Problem Summary
Configuring Test Environments
Configuring and managing DSpace test and development environments requires significant effort.
When developing and testing against multiple versions of DSpace, the management of system software becomes significantly more complex especially when there is a need to downgrade versions of software.
DSpace 4, 5, and 6 require Postgres and Tomcat as prerequisite software.
A full DSpace 7 instance will require Postgres, Tomcat, Node (angular), and Solr as pre-requisite software. A developer may wish to focus on either the full set of components or a subset of these components.
Assumption
The complexity of managing these development and test environments has likely prevent some institutions from contributing to the platform.
The project might be able to engage a larger audience of developers if the prerequisites for creating a development environment could be simplified.
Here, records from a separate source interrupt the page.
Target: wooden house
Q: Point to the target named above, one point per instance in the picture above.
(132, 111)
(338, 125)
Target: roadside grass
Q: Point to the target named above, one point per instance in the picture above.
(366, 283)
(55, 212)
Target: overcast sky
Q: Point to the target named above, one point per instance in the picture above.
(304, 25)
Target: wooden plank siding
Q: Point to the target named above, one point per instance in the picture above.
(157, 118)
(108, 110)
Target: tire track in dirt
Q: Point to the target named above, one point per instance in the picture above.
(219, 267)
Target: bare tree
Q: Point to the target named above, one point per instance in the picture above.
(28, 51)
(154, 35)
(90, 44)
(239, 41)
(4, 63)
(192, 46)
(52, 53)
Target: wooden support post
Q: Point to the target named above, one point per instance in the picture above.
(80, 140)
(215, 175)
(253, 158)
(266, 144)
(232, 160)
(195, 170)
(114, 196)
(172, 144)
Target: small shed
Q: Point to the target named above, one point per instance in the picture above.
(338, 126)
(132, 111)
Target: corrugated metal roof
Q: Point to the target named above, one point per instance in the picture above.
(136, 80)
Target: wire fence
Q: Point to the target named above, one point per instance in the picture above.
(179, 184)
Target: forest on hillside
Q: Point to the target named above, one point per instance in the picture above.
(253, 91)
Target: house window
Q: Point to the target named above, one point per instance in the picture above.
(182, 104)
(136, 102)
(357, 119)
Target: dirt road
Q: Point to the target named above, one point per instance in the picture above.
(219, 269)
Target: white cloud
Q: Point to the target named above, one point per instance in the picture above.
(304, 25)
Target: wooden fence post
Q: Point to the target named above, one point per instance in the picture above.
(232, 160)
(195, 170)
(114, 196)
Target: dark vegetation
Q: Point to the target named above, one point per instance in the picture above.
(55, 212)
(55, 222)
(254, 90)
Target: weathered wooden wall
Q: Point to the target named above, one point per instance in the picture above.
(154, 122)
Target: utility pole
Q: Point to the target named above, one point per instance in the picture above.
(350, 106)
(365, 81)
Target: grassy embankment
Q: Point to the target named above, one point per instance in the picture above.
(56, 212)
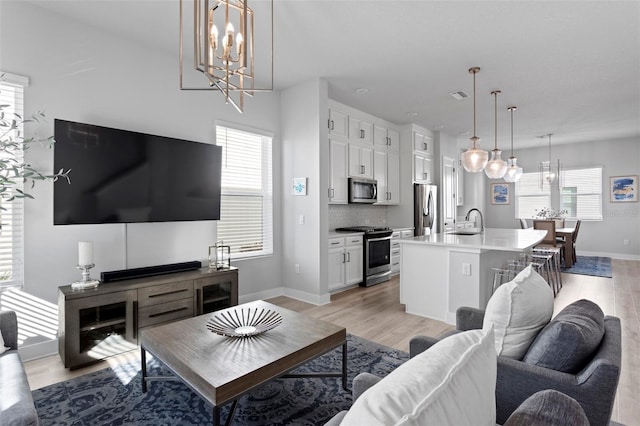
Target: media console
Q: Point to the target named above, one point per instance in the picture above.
(97, 323)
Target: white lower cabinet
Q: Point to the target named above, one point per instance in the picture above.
(345, 261)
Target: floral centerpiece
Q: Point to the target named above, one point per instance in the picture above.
(550, 213)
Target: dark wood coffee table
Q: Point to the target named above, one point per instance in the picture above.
(222, 369)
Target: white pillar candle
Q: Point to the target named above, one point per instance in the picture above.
(85, 253)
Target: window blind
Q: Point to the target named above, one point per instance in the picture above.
(529, 196)
(581, 193)
(246, 208)
(12, 212)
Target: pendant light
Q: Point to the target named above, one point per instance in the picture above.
(496, 167)
(514, 172)
(474, 159)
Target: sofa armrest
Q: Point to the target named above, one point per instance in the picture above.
(362, 382)
(9, 327)
(469, 318)
(517, 380)
(419, 344)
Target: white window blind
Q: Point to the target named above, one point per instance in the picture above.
(12, 212)
(581, 193)
(530, 197)
(246, 208)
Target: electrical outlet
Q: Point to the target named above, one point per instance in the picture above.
(466, 269)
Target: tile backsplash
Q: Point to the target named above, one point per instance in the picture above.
(356, 215)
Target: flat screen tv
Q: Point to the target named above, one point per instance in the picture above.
(119, 176)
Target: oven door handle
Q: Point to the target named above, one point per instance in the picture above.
(379, 239)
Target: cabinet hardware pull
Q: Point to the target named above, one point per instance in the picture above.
(167, 312)
(167, 293)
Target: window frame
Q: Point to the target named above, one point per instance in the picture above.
(266, 194)
(13, 231)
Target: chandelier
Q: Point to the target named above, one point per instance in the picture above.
(514, 172)
(549, 173)
(223, 48)
(496, 167)
(474, 159)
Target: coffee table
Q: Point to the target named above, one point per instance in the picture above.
(222, 369)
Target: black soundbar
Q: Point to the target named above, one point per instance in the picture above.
(149, 271)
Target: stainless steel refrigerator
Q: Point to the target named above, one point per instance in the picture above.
(425, 209)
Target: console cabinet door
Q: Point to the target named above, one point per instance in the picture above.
(94, 328)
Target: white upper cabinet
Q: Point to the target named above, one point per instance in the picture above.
(337, 123)
(338, 172)
(422, 143)
(360, 130)
(384, 137)
(360, 161)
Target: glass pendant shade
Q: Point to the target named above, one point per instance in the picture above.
(514, 172)
(474, 159)
(496, 167)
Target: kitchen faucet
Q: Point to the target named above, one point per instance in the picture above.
(481, 219)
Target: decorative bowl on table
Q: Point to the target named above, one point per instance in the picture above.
(244, 322)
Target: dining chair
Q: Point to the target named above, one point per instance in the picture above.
(553, 250)
(573, 241)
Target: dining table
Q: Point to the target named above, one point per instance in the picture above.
(567, 235)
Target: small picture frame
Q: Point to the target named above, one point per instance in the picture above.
(500, 193)
(299, 186)
(623, 189)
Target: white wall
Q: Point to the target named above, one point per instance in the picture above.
(620, 220)
(305, 154)
(81, 74)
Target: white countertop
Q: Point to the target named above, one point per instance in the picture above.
(490, 239)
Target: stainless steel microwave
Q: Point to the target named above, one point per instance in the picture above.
(363, 190)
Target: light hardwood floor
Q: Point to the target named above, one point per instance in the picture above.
(376, 314)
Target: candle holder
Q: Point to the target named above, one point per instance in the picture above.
(87, 282)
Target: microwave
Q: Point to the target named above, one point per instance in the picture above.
(363, 190)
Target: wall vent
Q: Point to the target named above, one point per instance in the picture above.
(459, 95)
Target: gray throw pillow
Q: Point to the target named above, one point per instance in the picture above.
(570, 339)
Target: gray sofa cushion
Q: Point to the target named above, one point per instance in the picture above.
(569, 341)
(548, 407)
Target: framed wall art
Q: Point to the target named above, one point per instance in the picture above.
(623, 189)
(499, 193)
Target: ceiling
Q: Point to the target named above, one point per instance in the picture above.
(571, 67)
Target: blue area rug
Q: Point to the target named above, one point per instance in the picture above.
(114, 396)
(591, 265)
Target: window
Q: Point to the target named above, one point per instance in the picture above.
(581, 193)
(12, 212)
(246, 208)
(529, 196)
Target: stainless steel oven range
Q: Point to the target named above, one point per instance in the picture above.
(377, 253)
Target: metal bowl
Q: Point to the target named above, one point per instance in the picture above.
(244, 322)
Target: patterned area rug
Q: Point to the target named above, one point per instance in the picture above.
(591, 265)
(114, 397)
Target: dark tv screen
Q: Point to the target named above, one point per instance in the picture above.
(119, 176)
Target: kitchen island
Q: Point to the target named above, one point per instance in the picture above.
(441, 272)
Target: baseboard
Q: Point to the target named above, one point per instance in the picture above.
(288, 292)
(621, 256)
(38, 350)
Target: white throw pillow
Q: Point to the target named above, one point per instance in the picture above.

Many DSpace stakeholders are not developers. If it was easier to deploy a snapshot instance of DSpace to the cloud, these stakeholders could play a more active role in system testing.
Deployment Options
The following grid documents some of the potential ways DSpace Docker images could be deployed. Currently, only the first option is supported by the published DSpace images.
This grid has been designed to help recommend how our images will need to evolve to support multiple deployment options.
Deployment Resources
Potential DSpace code changes required for implementation
- INGEST: Move docker ingest tools from docker-compose mount directories into the docker image file system.
- VARIABLES: Simplify variable overrides by not using dashes and docs in variable names.
- CFG: Create a mechanism to pass in a config file when starting an image
- CLI: Migrate all CLI functionality to REST API calls. Create a queue system to allow some tasks to run in an isolated memory space.
- VOLS: Implement volumes as cloud storage. Cloud storage could be accessed from multiple nodes. Ensure that all CLI tasks (esp filter-media tasks) do not rely on a file system.
- REPL: Allow the database to be replicated to multiple nodes.
- EMAIL: Integrate email service into image.
- AUTH: Integrate authentication providers into image.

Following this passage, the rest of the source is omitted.